Imaginez un gardien d’immeuble Sarcellois, d’origine centre-africaine, à l’Elysée. Peau noire, sourire éclatant, voix grave, Thomas Sica veut conquérir le pouvoir avec l’aide des habitants de son quartier, de tout âge, toute couleur, toute religion.
L’idée de la série télévisée "La loge du président" a germé dans l’imagination d’Eric Pounewatchy, 45 ans. Entrepreneur, réalisateur et personnage principal, il regrette le Sarcelles de son enfance : "Nos amis étaient blancs, juifs, arabes, on se mélangeait tous. Aujourd’hui, les jeunes traînent souvent par groupes de même couleur ou religion, ce n’est pas possible ! Dans notre fiction, on est tous ensemble."
Le but de sa série : "dire 'non' au repli communautaire et surtout, montrer aux banlieusards que tout est possible, que la politique, c’est aussi pour eux."
Ce passionné de cinéma a tourné trois épisodes pilotes avec des acteurs sarcellois bénévoles, mais en a déjà imaginé une centaine d’autres. Le gardien d’immeuble est tellement serviable, bienveillant, positif, que des locataires lui disent qu’il ferait un bon maire. "Pourquoi viser petit leur répond-il ?", raconte le réalisateur. Et poursuit, l’œil espiègle. "Allez, on va à l’Elysée !"

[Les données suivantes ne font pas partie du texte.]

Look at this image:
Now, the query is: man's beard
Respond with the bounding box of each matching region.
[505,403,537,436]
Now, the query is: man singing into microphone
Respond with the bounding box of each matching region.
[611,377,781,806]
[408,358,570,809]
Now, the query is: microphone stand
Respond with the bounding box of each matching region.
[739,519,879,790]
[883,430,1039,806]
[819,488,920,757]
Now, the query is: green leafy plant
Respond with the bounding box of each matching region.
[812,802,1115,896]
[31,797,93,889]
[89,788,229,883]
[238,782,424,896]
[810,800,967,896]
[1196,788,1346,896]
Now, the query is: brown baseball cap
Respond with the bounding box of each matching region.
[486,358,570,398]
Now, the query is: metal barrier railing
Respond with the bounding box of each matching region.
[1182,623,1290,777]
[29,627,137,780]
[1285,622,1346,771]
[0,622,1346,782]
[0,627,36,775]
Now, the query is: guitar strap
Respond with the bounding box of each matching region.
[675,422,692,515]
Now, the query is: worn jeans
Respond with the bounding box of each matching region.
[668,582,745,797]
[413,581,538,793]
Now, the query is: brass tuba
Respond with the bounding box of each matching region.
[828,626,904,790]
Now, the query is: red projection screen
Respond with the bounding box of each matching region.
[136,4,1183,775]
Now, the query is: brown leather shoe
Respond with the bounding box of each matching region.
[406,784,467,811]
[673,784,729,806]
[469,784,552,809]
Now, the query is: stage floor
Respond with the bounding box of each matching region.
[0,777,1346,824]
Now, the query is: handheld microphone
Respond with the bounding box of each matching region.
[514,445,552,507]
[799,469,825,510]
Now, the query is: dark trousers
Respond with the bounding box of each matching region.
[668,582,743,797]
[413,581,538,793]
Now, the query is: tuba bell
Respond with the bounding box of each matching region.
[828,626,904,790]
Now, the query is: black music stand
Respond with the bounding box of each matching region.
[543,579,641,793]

Eric Pounewatchy a proposé l’idée et trois épisodes pilotes à France Télévisions et attend un retour. Il rêve que la diffusion d’une telle série puisse inciter les habitants de quartiers sensibles, et notamment les jeunes, à se sentir concernés par la politique "Qu’ils arrêtent de se dire : ce n’est pas pour nous".